The vitamin C found in quince also help fight against free radicals, which can cause inflammation. Various studies show that vitamin C intake is inversely related to C-reactive protein (CRP), which is a high blood marker for inflammation. For more about CRP, check out The Role of Inflammation in Fatigue.

How to Choose and Prepare Quince

Because quince isn’t the most popular fruit out there—at least in the U.S.— you may have a difficult time finding them, depending on where you live. You’ll most likely see them during the months of October through March at your local farmer’s market.

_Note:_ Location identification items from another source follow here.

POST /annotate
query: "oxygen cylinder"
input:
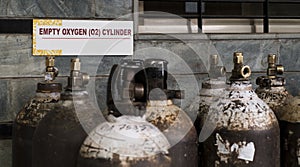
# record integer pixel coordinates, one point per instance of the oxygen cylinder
(125, 141)
(272, 90)
(211, 90)
(46, 98)
(272, 87)
(290, 133)
(242, 130)
(60, 134)
(170, 119)
(126, 91)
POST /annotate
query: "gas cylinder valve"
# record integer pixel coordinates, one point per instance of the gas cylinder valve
(273, 70)
(51, 71)
(240, 71)
(77, 79)
(216, 71)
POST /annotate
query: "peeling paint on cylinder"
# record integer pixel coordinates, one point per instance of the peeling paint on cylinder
(178, 129)
(272, 90)
(274, 97)
(211, 90)
(25, 125)
(290, 133)
(126, 141)
(59, 135)
(240, 117)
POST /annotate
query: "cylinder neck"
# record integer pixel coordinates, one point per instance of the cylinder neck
(77, 80)
(216, 71)
(48, 85)
(240, 71)
(272, 79)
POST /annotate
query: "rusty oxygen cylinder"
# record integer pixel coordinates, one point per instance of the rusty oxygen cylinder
(125, 141)
(24, 126)
(272, 90)
(244, 130)
(173, 122)
(272, 87)
(211, 90)
(60, 134)
(126, 90)
(290, 133)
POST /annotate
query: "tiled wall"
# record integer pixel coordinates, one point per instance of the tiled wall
(187, 55)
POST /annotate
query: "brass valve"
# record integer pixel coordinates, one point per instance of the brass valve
(77, 79)
(216, 71)
(274, 69)
(240, 71)
(51, 71)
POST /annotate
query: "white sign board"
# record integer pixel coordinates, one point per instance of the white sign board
(82, 37)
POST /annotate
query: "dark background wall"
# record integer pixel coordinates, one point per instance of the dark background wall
(20, 71)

When picking quince, the fresh ones will feel heavy in your hand, smell fragrant, and be free of bruises or blemishes. The larger and smoother the quince appears and feels, the easier it will be to peel. Try one of these methods of preparing quince:

  • Poach them in honey, cloves, cinnamon, and star anise for a snack on their own or as a topping for yogurt, hot cereal, or ice cream.
  • Bake them into a pie as a unique alternative to apple pie (see recipe below).
  • Puree them into a paste (called membrillo in Spain) and serve with cheese.
  • Boil them with water, sugar, lemon juice, and lemon zest to make a simple jam for toast and roasted meats.

HONEY-POACHED QUINCE PIE 

Ingredients

  • 3 pounds quince, peeled, cored and sliced
  • 1/2 cup honey
  • 1 1/2 cups water
  • 1 pinch salt
  • 1 recipe pastry for a 9-inch double crust pie
  • 3/4 cup white sugar
  • 1/2 teaspoon ground cinnamon
  • 1/2 teaspoon salt
  • 3 tablespoons all-purpose flour
  • 2 tablespoons butter

Directions

  1. Combine the sliced quince, honey, water, and a pinch of salt in a pan (you should have about 9 cups of sliced fruit). Cover the pan and bring it to a boil. Reduce the heat to very low. Simmer, covered, until the fruit is tender, about 8 minutes, stirring carefully once or twice to avoid breaking the fruit.
  2. Put a strainer over a saucepan and pour the cooked quince into a strainer, reserving the cooking liquid. Set the quince aside to cool.
  3. Roll out the pastry and line a 9-inch pie plate. Refrigerate the dough while you prepare the filling.
  4. Combine the white sugar, cinnamon, 1/2 teaspoon salt, and flour in a small bowl and mix well. Add the sugar mixture and the butter to the reserved quince cooking liquid and bring it to a boil. Reduce the heat and cook, stirring constantly, until the mixture thickens, about 1 to 2 minutes. Remove the pan from the heat and allow the sauce to cool.
  5. Place a sheet pan on the lowest rack of the oven. Preheat an oven to 500 degrees F (260 degrees C). Pour the cooled quince into the pastry-lined pan and cover with the sauce. Add the top crust, crimping the edge to seal. Cut vents or prick the crust with a fork to allow steam to escape.
  6. Put the pie on the preheated sheet pan and immediately reduce the oven temperature to 425 degrees F (220 degrees C). Bake until the edges of the crust are golden brown, about 25 minutes. Reduce the heat to 375 degrees F (190 degrees C) and bake until the juices are bubbling and the crust is brown, about 45 minutes more. Cool on a rack at least two hours before serving.